Because actions like adding and editing schedules are a composite of different operations, you will also need to enable “Change Schedule” in the Group category and “Add Presentation” and “Remove Presentation” in the Presentation category. You have now expanded the permissions of your Network Manager without having to enable full control of an operations category.

Expert

This section will explain how to use object permissions in conjunction with Custom Roles to meet the organizational needs of a large digital signage network. 

Overview

Your company has now expanded to over 100 donut shops across the country. Menu pricing and offerings vary widely depending on region and availability: new donut recipes are introduced to certain test markets; different regions have different pricing structures; and certain stores offer regional favorites that are not offered elsewhere. Custom Roles are no longer enough to keep the network functional for the employees who use it. You need to limit or allow access according to the objects (media files, dynamic playlists, etc.) themselves.

Editing Object Permissions

The permissions for any object are accessed through the properties button, which is usually located below the name of the object.

  1. Click on the Security tab in the Properties window.

  2. Assign permissions for the object by role or by individual user.

    1. In the Assigned Roles tab, click the Add button and select the desired role. Remember that you can only edit permissions for Custom Roles.

    2. In the Assigned Users tab, click the Add button and select the desired user.

    3. You can now choose whether to “Allow” or “Deny” certain actions for a specific Dynamic Playlist, Live Text feed, etc.

Using Object Permissions

Store Managers

The company wants to give individual store managers some leeway in deciding which deals they want to promote—after all, they have the best idea what donuts are most popular in their neighborhood. Store managers need the ability to view various presentations and schedule them for the BrightSign players located in their store. However, assigning them a Custom Role based on Publishers does not completely solve this problem: they have access to the presentation schedules of every store in the nation, not just their own, and they might accidentally delete or modify them.

  1. Create a Custom Role based on Publishers.

  2. Assign all of the store managers to this role.

  3. Change the role so that the actions “View Groups” and “Change Schedule” in the Group category are denied.

  4. Make sure that each group of players reflects a different store location.

  5. Change the object permissions of each group on the network so that each user assigned to the custom Publishers role can only view and modify the group corresponding to his or her store.
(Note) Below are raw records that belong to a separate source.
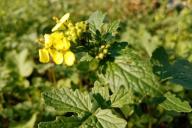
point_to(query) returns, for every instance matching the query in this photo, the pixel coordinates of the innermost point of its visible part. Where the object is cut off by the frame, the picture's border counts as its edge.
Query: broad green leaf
(175, 104)
(21, 63)
(68, 100)
(112, 27)
(108, 120)
(100, 119)
(27, 124)
(180, 72)
(121, 97)
(62, 122)
(131, 71)
(96, 21)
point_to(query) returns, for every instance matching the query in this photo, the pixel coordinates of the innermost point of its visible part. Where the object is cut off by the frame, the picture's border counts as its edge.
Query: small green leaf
(67, 100)
(121, 97)
(108, 120)
(102, 90)
(62, 122)
(112, 27)
(175, 104)
(96, 21)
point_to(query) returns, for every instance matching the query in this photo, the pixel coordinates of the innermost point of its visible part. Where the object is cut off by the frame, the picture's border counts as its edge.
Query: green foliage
(174, 103)
(123, 79)
(144, 82)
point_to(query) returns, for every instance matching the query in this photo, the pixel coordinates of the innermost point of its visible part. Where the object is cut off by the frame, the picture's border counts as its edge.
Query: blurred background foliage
(146, 25)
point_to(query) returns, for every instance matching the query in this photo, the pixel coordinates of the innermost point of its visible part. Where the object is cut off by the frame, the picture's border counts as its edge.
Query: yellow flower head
(69, 58)
(61, 22)
(43, 55)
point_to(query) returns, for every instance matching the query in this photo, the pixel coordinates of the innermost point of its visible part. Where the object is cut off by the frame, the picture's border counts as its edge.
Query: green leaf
(102, 90)
(62, 122)
(121, 97)
(131, 71)
(108, 120)
(96, 21)
(67, 100)
(75, 101)
(27, 124)
(21, 62)
(175, 104)
(180, 72)
(112, 27)
(100, 119)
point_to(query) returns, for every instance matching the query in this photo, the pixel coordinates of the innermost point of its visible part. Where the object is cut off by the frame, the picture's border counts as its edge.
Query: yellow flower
(66, 44)
(56, 56)
(57, 40)
(43, 55)
(69, 58)
(61, 22)
(48, 41)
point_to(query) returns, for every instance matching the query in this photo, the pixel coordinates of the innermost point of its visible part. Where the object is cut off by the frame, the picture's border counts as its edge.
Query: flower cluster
(56, 46)
(103, 50)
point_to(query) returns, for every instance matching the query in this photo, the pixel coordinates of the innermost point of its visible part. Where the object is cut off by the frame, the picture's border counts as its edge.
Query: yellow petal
(57, 38)
(60, 23)
(69, 58)
(56, 56)
(43, 56)
(58, 44)
(66, 43)
(48, 40)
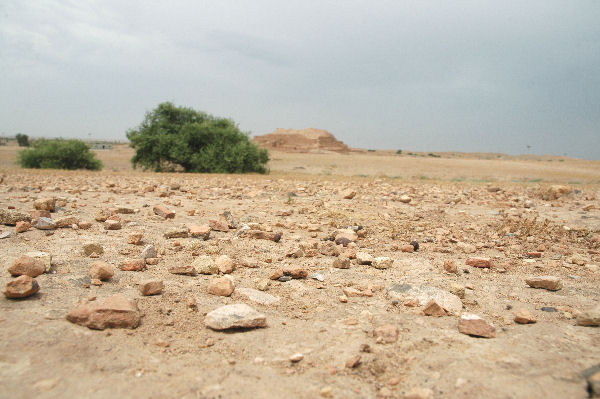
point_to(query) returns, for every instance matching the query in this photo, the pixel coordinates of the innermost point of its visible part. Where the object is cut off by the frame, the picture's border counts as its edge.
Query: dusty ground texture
(173, 354)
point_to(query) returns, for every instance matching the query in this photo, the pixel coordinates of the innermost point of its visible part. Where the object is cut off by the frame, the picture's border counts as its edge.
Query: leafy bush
(59, 154)
(22, 140)
(177, 138)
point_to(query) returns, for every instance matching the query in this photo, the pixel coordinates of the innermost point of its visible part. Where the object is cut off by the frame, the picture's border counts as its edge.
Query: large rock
(423, 294)
(26, 265)
(303, 140)
(116, 311)
(550, 283)
(10, 217)
(238, 315)
(21, 287)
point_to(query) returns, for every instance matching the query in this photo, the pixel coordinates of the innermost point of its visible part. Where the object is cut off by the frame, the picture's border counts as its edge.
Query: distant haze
(485, 76)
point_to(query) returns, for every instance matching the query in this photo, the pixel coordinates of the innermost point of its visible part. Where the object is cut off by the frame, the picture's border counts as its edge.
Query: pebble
(257, 296)
(93, 248)
(151, 287)
(590, 317)
(364, 258)
(26, 265)
(235, 316)
(205, 265)
(116, 311)
(10, 217)
(135, 265)
(101, 270)
(186, 270)
(550, 283)
(471, 324)
(163, 212)
(149, 252)
(225, 264)
(387, 334)
(341, 262)
(479, 262)
(382, 262)
(221, 286)
(21, 287)
(43, 257)
(523, 316)
(432, 308)
(43, 223)
(22, 227)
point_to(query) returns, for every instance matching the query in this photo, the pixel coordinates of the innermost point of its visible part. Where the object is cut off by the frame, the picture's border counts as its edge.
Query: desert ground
(321, 249)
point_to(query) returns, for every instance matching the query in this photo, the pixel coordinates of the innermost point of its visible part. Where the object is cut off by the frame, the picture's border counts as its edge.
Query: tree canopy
(172, 138)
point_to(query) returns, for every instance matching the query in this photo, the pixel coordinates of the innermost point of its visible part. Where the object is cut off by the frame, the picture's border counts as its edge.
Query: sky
(507, 76)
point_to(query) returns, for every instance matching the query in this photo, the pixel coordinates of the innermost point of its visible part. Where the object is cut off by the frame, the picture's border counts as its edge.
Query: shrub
(59, 154)
(22, 140)
(177, 138)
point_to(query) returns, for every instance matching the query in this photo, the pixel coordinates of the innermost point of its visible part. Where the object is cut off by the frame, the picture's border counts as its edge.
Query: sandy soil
(464, 208)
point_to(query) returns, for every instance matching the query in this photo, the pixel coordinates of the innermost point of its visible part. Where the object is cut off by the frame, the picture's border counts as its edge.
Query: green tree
(172, 138)
(22, 140)
(59, 154)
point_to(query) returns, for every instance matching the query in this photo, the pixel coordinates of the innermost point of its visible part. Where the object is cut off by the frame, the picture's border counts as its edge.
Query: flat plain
(336, 332)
You have now created a system of object permissions that allows store managers to schedule menus and special offers only at their own store locations. You can customize this system even more: for example, if you want certain store managers to have access to certain menus or promotions depending on region or store type, you can use the object permissions for presentations to deny or allow access as you see fit.

Prototypes

The marketing department wants to upload an announcement for a new flavor of donut in order to test how it will look on a digital display. However, the board of directors is worried that the competition will get wind of this new flavor before it is rolled out across the nation. To minimize the risk of a leak, you want to make sure that, for the moment, only the employees directly involved with testing the announcement have the ability to view, edit, or schedule the presentation.

You can limit access to this presentation either by role or by individual user. You can also allow access to a user who is working on this project but who doesn’t normally have access to presentations.

Keep in mind that there are other factors beside object permissions that can limit access to a presentation or other object. For example, you can give a user full permissions for a Dynamic Playlist object, but that user will not be able to save content changes to that Dynamic Playlist if the role restricts the “Assign Content” action in the Content permissions category.